A pronic number is a number that can be expressed as the product of two consecutive positive integers. For instance, $42 = 6 \cdot 7$ is a pronic number. I've become interested in solving for the sequence of all pronic numbers $x_{n}$ such that $2x_{n}$ is also a pronic number.
This is essentially then solving the equation $\dfrac{m(m+1)}{n(n+1)} = \dfrac{1}{2}$ for positive integer solutions, I think. My first thought was to take a purely computational approach, and generate a list of all pronic numbers to some limit and them check as to whether each pronic number $\times 2$ was in my list, but this is far too costly and it seems to me there should me some mathematics to simplify my problem.
I took a look at the generating function for pronic numbers, and found it to be $\dfrac{2x}{(1-x)^{3}}$. Is there some way I can exploit the power series fractional representation of my problem or something else in order to more concisely express integer solutions to my problem?
Matthew Conroy's link probably gives you everything you need to know in practice, but here's a bit of theory, coming from the following general phenomenon: setting two quadratics equal to each other often reduces to a "Pell equation".
Here we have $n(n+1)=2m(m+1)$; completing the square gives $(2n+1)^2 - 2(2m+1)^2 = -1$. In other words, we want the solutions of the equation $x^2-2y^2=-1$ where both $x$ and $y$ are odd.

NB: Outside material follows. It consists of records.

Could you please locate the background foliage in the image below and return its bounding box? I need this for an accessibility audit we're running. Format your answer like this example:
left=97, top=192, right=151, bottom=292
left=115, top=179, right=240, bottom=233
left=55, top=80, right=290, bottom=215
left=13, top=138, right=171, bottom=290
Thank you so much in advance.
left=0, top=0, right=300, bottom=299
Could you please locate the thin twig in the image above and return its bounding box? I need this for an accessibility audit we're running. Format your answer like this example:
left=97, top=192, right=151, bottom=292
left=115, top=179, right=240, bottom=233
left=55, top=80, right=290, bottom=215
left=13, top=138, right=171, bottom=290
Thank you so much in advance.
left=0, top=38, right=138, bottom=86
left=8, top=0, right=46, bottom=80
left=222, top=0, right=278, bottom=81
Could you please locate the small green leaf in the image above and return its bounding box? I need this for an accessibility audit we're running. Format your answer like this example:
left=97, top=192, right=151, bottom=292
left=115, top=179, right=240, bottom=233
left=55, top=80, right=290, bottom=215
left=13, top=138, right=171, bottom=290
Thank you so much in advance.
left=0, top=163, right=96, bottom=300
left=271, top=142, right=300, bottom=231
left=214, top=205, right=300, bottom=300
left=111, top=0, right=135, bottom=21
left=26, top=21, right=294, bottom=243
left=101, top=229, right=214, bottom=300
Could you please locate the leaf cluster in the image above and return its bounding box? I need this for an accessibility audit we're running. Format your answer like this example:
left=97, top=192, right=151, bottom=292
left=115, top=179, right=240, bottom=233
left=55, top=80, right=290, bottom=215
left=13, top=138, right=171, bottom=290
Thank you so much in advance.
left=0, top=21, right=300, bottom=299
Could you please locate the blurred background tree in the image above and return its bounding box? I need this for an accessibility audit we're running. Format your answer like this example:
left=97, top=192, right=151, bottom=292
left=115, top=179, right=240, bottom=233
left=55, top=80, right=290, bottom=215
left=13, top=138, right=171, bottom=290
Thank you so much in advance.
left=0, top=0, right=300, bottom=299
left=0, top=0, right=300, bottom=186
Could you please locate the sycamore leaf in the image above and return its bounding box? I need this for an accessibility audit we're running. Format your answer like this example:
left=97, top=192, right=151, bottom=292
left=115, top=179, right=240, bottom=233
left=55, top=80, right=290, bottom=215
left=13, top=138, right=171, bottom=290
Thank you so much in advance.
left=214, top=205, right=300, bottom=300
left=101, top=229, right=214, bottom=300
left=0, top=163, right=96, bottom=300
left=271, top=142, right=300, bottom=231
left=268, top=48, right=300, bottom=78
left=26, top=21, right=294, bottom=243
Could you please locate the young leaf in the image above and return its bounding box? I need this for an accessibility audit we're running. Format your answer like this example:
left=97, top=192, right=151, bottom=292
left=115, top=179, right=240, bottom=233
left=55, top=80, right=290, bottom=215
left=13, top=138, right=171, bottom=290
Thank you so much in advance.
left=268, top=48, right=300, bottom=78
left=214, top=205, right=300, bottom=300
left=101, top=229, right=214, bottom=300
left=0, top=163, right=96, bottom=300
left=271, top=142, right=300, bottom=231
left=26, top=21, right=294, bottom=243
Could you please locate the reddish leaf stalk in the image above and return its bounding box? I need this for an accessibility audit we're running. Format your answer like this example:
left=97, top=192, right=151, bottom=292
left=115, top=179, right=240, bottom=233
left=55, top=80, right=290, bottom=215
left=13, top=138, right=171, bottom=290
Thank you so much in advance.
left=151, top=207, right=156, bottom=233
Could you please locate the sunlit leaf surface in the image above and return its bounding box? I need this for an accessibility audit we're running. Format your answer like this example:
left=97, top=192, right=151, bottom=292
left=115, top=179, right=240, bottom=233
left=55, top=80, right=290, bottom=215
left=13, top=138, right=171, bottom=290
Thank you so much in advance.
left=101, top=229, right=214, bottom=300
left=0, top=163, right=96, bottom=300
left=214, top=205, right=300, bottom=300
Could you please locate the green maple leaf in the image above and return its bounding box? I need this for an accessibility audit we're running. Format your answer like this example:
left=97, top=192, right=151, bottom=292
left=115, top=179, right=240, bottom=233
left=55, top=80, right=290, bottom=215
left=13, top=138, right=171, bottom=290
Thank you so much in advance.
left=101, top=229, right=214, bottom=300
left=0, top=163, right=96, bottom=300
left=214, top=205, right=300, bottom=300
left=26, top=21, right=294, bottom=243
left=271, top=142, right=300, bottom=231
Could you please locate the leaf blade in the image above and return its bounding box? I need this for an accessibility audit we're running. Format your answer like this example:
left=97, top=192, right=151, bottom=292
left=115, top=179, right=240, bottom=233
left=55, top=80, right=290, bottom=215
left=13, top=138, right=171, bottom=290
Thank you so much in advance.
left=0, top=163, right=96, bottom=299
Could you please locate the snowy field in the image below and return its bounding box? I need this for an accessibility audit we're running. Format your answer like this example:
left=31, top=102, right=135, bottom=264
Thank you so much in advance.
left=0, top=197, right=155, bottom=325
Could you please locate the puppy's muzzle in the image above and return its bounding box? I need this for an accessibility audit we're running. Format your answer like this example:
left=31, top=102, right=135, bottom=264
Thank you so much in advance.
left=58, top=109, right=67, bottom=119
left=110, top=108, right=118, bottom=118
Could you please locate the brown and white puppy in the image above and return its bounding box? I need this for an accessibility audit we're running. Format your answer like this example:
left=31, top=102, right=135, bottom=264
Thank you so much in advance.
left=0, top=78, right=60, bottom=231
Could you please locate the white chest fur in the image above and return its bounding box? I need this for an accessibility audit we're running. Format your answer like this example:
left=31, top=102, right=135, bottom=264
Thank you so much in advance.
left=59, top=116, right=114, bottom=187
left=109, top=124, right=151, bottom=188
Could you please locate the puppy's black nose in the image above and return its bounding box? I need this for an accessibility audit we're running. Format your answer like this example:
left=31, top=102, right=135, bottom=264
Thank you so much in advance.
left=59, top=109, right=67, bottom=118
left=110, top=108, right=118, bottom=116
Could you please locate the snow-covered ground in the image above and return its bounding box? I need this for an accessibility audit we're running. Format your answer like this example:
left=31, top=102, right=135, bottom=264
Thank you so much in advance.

The equation $x^2-dy^2=C$ is called a Pell equation (although it should have been named after much earlier mathematicians), and a method for solving them using continued fractions is well known and worth learning. The case $C=\pm1$ is particularly nice. Moreover, if there's one solution then there are infinitely many, even starting with the congruence restriction $x\equiv y\equiv1\pmod2$.